Смута Новейшего Времени или Удивительные похождения Ивана Чмотанова - страница 9

стр.

            Молния заела. Ваня долго дёргал. Маня смотрела выжидающе. Наконец, она заглянула. И обомлела. В чемодане на вате лежал череп. Ваня смотрел тупо. Маня перекрестилась.

            — Так, как... — прохрипел Чмотанов. — Вот, значит, какой прах бывает...

            В желтоватую корку, окружавшую череп, встыли щетинки. В глазнице лежал некрашенный деревянный глаз. Тоскливо торчал фаянсовый носик от чайника. Ваня вытащил гофрированное картонное ухо.

            — Мощи, значит... Вот те и миллиарды, Манюшка...

            — Вань! — тревожилась подруга — Или по кладбищам шаришь?

            — Да-а, святыня. — Он вынул череп и бессмысленно вертел в руках. И в затылке увидел аккуратную дырочку.

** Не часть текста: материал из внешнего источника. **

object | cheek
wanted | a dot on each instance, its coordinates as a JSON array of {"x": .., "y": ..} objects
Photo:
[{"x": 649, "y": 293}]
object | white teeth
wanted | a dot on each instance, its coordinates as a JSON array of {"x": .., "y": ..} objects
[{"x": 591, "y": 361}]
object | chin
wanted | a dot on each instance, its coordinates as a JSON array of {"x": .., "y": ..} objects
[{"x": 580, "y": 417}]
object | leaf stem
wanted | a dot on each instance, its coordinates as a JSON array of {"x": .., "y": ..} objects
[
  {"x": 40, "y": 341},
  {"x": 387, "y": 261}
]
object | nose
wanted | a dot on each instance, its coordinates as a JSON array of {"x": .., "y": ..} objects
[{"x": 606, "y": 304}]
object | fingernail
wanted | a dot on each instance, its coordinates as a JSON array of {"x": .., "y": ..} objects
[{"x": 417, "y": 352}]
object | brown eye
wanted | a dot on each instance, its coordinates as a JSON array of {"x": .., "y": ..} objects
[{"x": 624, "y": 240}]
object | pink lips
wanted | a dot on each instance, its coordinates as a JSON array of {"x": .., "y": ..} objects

            — Это как же?.. То есть, конечно, стреляли... Только вроде бы не сюда...

            Ваня расстроился. Зуб разболелся сильнее.

            — Налей, Манюш, стопку. Что же это.

            Чмотанов выпил и сидел долго, задумчиво хлопая челестью черепа на пружинках.

            — Тёмное дело, история, Маня. Что там, зачем - не понятно нам.

            В дверь постучали. Ваня скрыл череп одеялом, глянул в окно. У крыльца топтался Аркаша, дружок верный.

            — Открой, Мань.

            Друзья обнялись и выпили. Горчило во рту, не столько во рту - на сердце.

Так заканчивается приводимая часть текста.